Show that the system \begin{align} x'&=-y+x(1-2x^2-3y^2)\nonumber\\ y'&=x+y(1-2x^2-3y^2)\nonumber \end{align} has a limit cycle in $\frac{1}{4}<r<1$.
Here's what I've done so far: \begin{align} xx'&=-xy+x^2(1-2x^2-3y^2)\nonumber\\ yy'&=xy+y^2(1-2x^2-3y^2)\nonumber \end{align}
\begin{align} xx'+yy'&=-xy+x^2(1-2x^2-3y^2)+xy+y^2(1-2x^2-3y^2)\nonumber\\ \frac{1}{2}(x^2+y^2)'&=x^2(1-2x^2-3y^2)+y^2(1-2x^2-3y^2) \nonumber\\ \frac{1}{2}(x^2+y^2)'&=(x^2+y^2)(1-2x^2-3y^2) \nonumber \end{align} Knowing that $r^2=x^2+y^2$: \begin{align} \frac{1}{2}(x^2+y^2)'&=(x^2+y^2)(1-2x^2-3y^2) \nonumber\\ \frac{1}{2}(r^2)'&=(r^2)(1-2x^2-3y^2) \nonumber \end{align}
I'm now stuck here and I'm not really sure what to do next because of this part $(1-2x^2-3y^2)$.
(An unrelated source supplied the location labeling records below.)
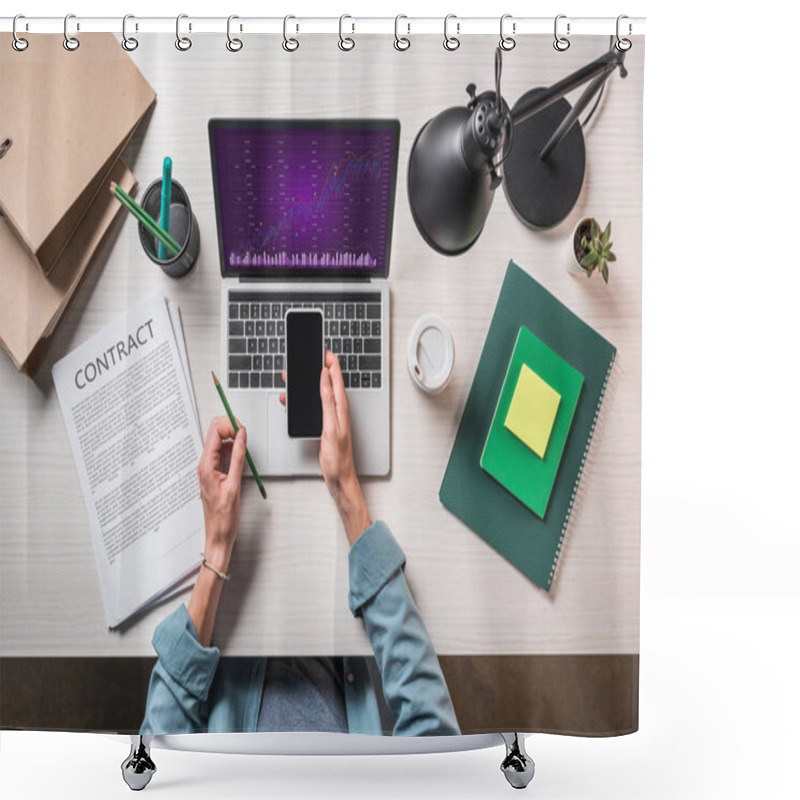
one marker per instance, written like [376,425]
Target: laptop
[304,220]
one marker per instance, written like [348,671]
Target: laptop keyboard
[257,336]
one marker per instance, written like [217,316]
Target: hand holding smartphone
[305,357]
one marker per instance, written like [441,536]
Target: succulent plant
[595,250]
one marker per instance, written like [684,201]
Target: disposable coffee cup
[182,227]
[431,354]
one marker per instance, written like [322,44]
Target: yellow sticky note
[533,410]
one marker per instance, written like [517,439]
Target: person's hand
[336,450]
[220,473]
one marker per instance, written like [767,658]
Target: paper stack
[129,408]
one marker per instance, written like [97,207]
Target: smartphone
[305,357]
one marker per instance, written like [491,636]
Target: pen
[236,428]
[149,223]
[166,199]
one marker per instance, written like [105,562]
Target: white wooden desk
[288,592]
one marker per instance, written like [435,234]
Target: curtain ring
[346,42]
[233,44]
[507,42]
[129,43]
[451,42]
[183,43]
[289,44]
[561,43]
[18,43]
[70,42]
[401,42]
[623,44]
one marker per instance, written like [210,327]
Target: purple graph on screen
[316,198]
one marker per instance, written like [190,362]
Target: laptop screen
[301,198]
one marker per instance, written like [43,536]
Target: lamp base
[542,193]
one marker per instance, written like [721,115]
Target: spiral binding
[576,485]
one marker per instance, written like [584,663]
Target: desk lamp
[452,172]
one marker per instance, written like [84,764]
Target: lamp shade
[450,198]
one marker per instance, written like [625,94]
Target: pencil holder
[183,228]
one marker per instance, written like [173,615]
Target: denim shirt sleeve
[413,683]
[177,698]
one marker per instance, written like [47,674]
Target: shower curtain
[491,582]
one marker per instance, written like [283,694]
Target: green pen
[236,429]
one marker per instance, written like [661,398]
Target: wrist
[353,509]
[218,554]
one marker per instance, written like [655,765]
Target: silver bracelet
[218,573]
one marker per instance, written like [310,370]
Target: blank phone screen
[303,367]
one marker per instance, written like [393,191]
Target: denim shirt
[193,690]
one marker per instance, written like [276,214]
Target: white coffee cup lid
[431,354]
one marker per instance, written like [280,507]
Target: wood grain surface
[288,591]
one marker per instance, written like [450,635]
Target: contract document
[130,413]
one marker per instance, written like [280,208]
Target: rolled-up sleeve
[177,698]
[413,683]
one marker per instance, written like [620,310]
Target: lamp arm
[599,69]
[563,129]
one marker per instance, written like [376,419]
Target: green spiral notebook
[530,542]
[543,390]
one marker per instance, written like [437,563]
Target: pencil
[149,223]
[236,428]
[166,199]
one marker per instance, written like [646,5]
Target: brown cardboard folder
[32,303]
[65,118]
[68,116]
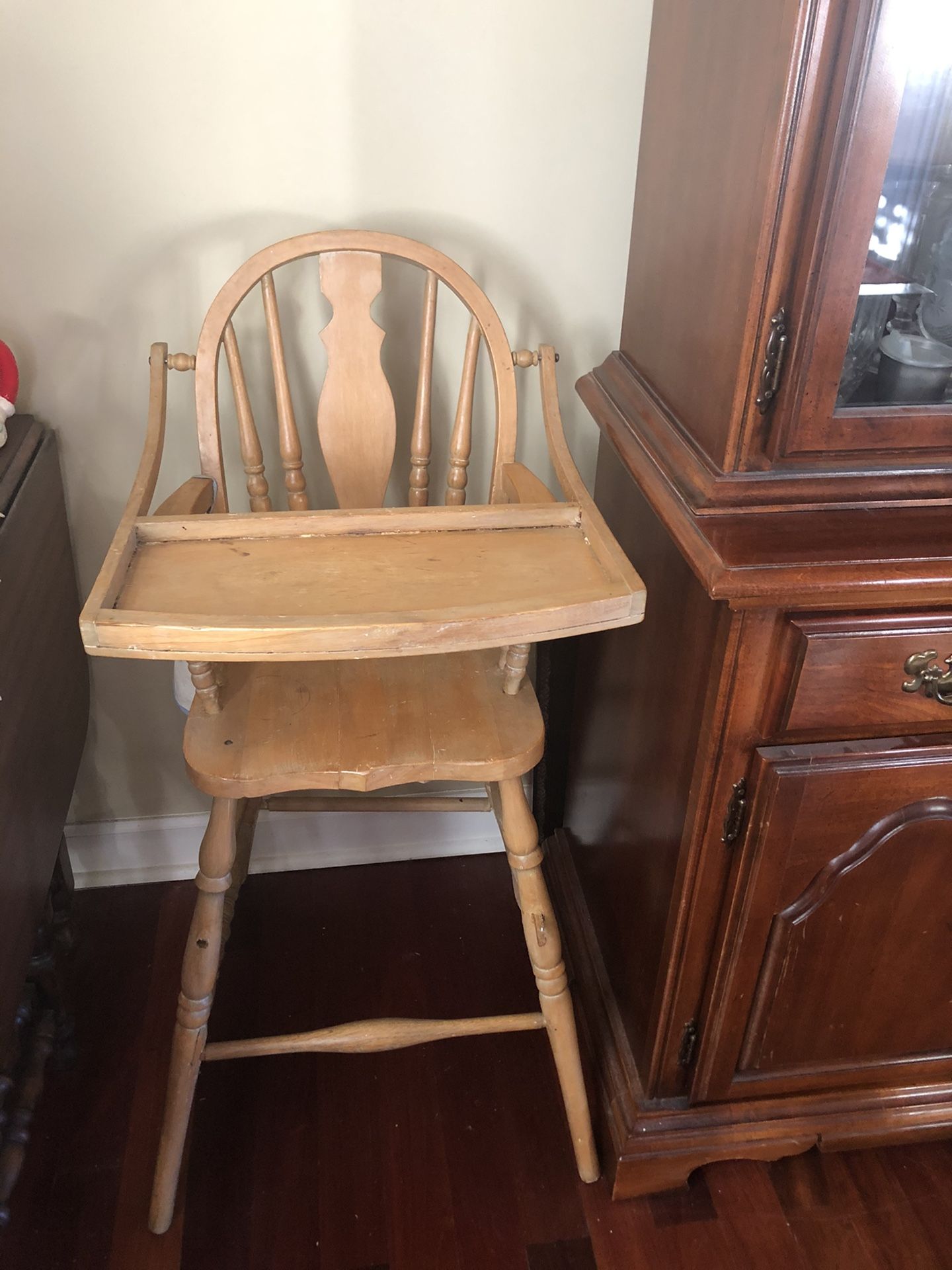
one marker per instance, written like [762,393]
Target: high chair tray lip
[393,582]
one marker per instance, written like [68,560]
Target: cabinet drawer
[851,673]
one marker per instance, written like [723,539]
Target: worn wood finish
[288,436]
[379,803]
[205,677]
[405,1179]
[372,1035]
[422,435]
[192,498]
[200,970]
[362,726]
[249,441]
[543,943]
[348,243]
[461,439]
[319,587]
[356,415]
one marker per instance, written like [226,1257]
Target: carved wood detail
[356,415]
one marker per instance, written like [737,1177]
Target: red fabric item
[9,375]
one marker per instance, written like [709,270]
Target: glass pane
[900,346]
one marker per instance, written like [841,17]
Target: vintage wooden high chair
[357,648]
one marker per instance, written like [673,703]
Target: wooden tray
[300,586]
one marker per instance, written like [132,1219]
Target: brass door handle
[928,679]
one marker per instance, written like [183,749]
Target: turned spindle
[513,665]
[206,683]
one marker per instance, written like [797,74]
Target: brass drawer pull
[933,681]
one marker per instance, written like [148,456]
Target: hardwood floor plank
[561,1255]
[451,1156]
[66,1198]
[132,1244]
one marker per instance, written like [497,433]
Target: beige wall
[150,149]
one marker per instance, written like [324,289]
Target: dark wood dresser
[757,846]
[44,714]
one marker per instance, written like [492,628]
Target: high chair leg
[200,968]
[543,943]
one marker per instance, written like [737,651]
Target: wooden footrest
[370,1035]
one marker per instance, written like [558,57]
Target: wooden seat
[362,726]
[362,647]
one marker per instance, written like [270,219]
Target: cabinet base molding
[654,1146]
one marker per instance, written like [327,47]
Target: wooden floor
[446,1158]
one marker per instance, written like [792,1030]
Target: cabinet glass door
[873,337]
[900,345]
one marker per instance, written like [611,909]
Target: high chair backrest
[356,413]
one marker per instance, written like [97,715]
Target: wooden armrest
[568,474]
[192,498]
[522,486]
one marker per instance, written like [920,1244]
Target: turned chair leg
[200,969]
[247,818]
[543,943]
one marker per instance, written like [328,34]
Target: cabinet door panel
[837,963]
[721,85]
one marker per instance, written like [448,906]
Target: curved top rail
[347,240]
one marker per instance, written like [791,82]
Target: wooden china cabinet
[757,845]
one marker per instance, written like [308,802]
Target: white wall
[150,149]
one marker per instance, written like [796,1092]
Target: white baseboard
[165,849]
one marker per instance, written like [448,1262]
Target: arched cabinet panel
[841,969]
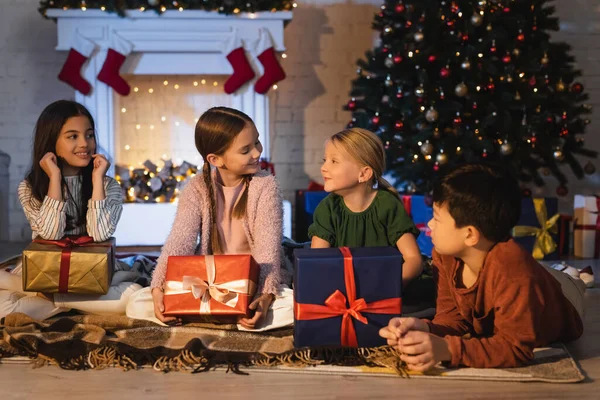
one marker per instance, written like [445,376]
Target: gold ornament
[506,148]
[431,115]
[427,148]
[461,90]
[441,158]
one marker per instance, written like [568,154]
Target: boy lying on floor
[495,302]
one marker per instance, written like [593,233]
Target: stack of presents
[342,296]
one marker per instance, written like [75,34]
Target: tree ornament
[420,91]
[558,155]
[476,19]
[431,115]
[589,168]
[427,148]
[506,148]
[441,158]
[577,88]
[562,190]
[461,90]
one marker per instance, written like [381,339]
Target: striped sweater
[48,219]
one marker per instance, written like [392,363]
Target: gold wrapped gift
[69,265]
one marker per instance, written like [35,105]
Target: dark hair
[484,196]
[215,131]
[47,131]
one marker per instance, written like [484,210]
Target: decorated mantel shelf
[191,42]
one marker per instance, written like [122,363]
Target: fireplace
[176,71]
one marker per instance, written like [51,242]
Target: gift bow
[544,244]
[226,293]
[335,305]
[67,243]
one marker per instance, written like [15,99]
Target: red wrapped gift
[210,285]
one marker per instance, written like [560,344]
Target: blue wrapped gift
[538,228]
[342,296]
[421,214]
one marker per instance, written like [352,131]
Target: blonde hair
[366,148]
[215,131]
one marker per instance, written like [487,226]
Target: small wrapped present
[221,285]
[421,213]
[342,297]
[586,230]
[541,229]
[69,265]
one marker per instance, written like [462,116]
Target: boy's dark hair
[484,196]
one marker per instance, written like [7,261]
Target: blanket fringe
[384,356]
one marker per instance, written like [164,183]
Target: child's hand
[261,304]
[49,165]
[422,351]
[159,306]
[398,327]
[101,165]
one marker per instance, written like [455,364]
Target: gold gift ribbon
[544,244]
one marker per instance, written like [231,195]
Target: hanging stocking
[81,50]
[273,72]
[109,74]
[242,71]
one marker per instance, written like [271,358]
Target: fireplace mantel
[173,43]
[189,42]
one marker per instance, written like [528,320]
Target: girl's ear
[215,160]
[365,174]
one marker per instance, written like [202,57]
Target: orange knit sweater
[514,306]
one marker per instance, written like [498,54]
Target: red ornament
[532,81]
[562,190]
[577,88]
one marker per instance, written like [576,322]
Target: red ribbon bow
[593,228]
[67,243]
[335,305]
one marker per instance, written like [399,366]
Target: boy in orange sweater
[495,302]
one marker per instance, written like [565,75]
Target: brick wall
[323,42]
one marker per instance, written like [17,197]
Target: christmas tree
[466,81]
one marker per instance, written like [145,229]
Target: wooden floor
[23,382]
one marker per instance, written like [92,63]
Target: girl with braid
[233,206]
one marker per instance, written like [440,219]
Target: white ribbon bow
[226,293]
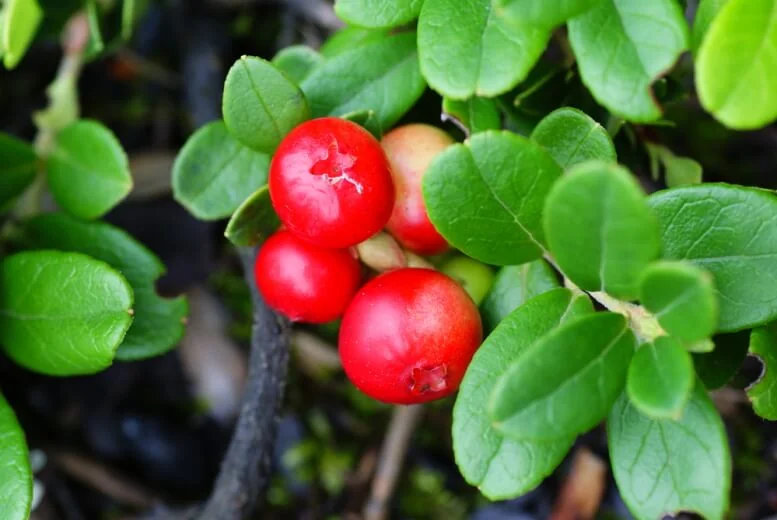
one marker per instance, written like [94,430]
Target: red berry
[410,150]
[330,183]
[408,336]
[305,282]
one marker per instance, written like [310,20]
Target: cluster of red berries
[407,335]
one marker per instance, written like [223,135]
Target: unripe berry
[408,336]
[330,183]
[304,282]
[410,150]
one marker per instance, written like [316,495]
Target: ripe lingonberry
[408,336]
[410,150]
[305,282]
[330,183]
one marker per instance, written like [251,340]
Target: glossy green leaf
[600,229]
[472,115]
[20,21]
[716,368]
[18,164]
[623,47]
[565,384]
[158,325]
[572,137]
[378,13]
[742,41]
[763,393]
[62,313]
[486,196]
[382,75]
[513,286]
[660,378]
[499,466]
[253,221]
[261,104]
[544,13]
[15,472]
[730,232]
[297,62]
[88,172]
[214,173]
[467,48]
[682,297]
[663,466]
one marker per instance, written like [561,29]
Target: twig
[392,456]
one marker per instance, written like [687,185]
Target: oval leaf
[499,466]
[663,466]
[485,55]
[572,137]
[88,171]
[660,378]
[381,75]
[741,41]
[214,173]
[62,314]
[378,13]
[623,47]
[566,382]
[732,233]
[158,325]
[513,286]
[683,299]
[15,472]
[260,104]
[486,196]
[600,229]
[253,221]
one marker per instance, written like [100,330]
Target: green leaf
[486,196]
[21,19]
[729,232]
[716,368]
[623,47]
[763,393]
[600,229]
[572,137]
[705,13]
[297,62]
[663,466]
[62,314]
[378,13]
[15,472]
[566,382]
[484,56]
[158,324]
[543,12]
[253,221]
[350,38]
[513,286]
[88,171]
[17,168]
[660,378]
[472,115]
[741,41]
[682,297]
[499,466]
[214,173]
[260,104]
[381,75]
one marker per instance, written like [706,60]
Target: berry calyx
[408,336]
[410,150]
[330,183]
[304,282]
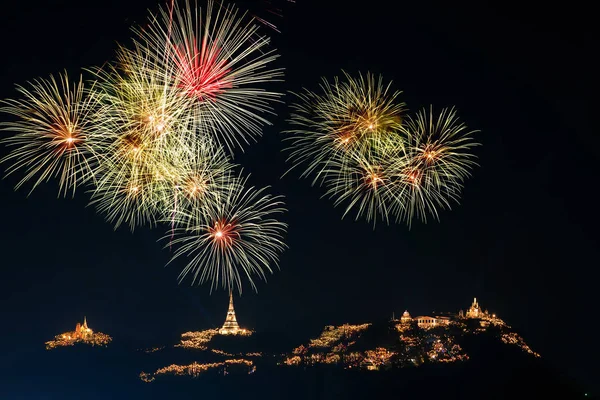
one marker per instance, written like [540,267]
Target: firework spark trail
[51,132]
[236,238]
[216,57]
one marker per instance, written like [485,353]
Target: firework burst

Noting that on $r=1$, $$ \frac{1}{2}(r^2)'=(r^2)(1-2x^2-3y^2)=r^2(1-2r^2-y^2)<0 $$ and on $r=\frac14$, $$ \frac{1}{2}(r^2)'=(r^2)(1-2x^2-3y^2)=r^2(1-3r^2+y^2)>0 $$ by the Poincare-Bendixson Theorem, there is a closed trajectory lying in $\frac14<r<1$.